Last Friday, the One Earth Film Festival, the Parks Foundation and the Park District of Oak Park hosted a screening of the recently released documentary film, “A Most Beautiful Thing,” at the Kehrein Center of the Arts, 5628 W. Washington Blvd. in Austin. 

Another screening of the documentary was held simultaneously on the grounds of Cheney Mansion in Oak Park, where about 50 people sitting 6 feet apart took in the story of the first Black high school rowing team in the nation.  

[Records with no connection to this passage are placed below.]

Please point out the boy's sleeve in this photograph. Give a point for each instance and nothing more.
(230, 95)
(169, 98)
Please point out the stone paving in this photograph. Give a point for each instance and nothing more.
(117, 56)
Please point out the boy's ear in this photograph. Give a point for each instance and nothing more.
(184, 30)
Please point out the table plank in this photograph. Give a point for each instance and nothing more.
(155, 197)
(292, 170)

Afterward, Reesheda Graham Washington, of RGW Consulting and Live Cafe & Creative Space, facilitated a virtual panel discussion that included Arshay Cooper, one of the film’s subjects and an author whose book serves as the basis for the film. 

 

The park district’s screening of “A Most Beautiful Thing” comes amid a years-long effort by the Park District of Oak Park and leading community members to build a new indoor recreation center in the village and as Grace and Peace Church and By The Hand Club for Kids prepare to break ground on the North Austin Community Center, which is set to open next year. 

 

The documentary works in the vein of Steve James — the longtime Oak Parker whose documentary films, which include “Hoop Dreams” and “America to Me,” don’t so much seek to resolve the multi-layered social problems that make up their core as much as unsettle established assumptions about those problems. 

 

“A Most Beautiful Thing” explores the unlikely bond forged by several classmates at Manley Career Academy High School on Chicago’s West Side after they’re lured by free pizza into joining a rowing team established by Ken Alpart, a brash white futures trader. 

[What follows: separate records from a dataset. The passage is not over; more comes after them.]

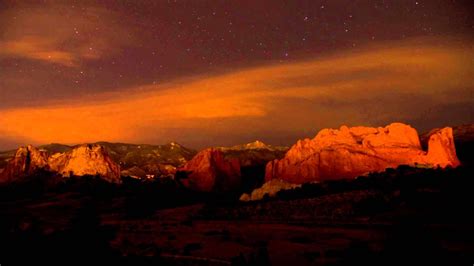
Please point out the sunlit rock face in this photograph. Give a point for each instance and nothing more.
(27, 161)
(86, 160)
(209, 171)
(80, 161)
(351, 152)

Cooper and his teammates, now alums, recall Manley as one of the most violent high schools in the city. As teenagers, they witnessed someone shot dead in front of the high school during a drive-by. The neighborhood is dominated by gangs and drugs and guns — terrain that young teenagers often must learn to navigate on their own.

 

“We did not like each other, like we had no love for each other,” Cooper, referencing his rowing teammates, told Washington after Friday’s screening. “Every day going to school we had to be tough. And we had fear.”

 

The boys were as fearful of the water as they were of the West Side until they “started pulling for each other and developing that magical rhythm,” Cooper said. “That’s when it became meditative … that water was completely life-changing.” 

 

The boys show flashes of brilliance as a rowing team, but they don’t end the season as champions. In fact, for years after the rowing team at Manley High folded, Alpart was convinced it was a failure. The boys, seniors in high school, left Manley with no big wins on the water and no grand plans to go off to college. 

 

And then the boys became men, most of them entrepreneurs, and began telling people about how beneficial their experience on the rowing team, and Alpart’s mentorship, had been to their development. They had been baptized by the water’s tranquility and transformed.

 

“I love basketball, I love football — I’d run all my life, I’d been chased, I had a lot of trauma,” Cooper told Washington. 

 

“So when I played basketball, it was a trash-talking sport and I wanted to fight. When I played football, the coach was always like, ‘Knock ’em dead.’ So [those sports] triggered a lot of trauma. But when you’re part of a non-conflict, non-combative sport, it actually reduces all that trauma.” 

 

“I love that you are calling out this notion that there are more athletic opportunities for young, Black boys than basketball and football,” Washington said. 

 

During their discussion, Washington asked Cooper to give some advice for leaders and stakeholders looking to build community in places like Oak Park and Austin. 

 

“Move your organizations, move your community with the Black voices who live there,” Cooper said. “You can’t measure success on how you think it should be. Ken said, “We weren’t winning and I thought it was a failure.’ But you have to understand that getting guys from different gangs together is a win. Culturally, overcoming the fear of water is a win.”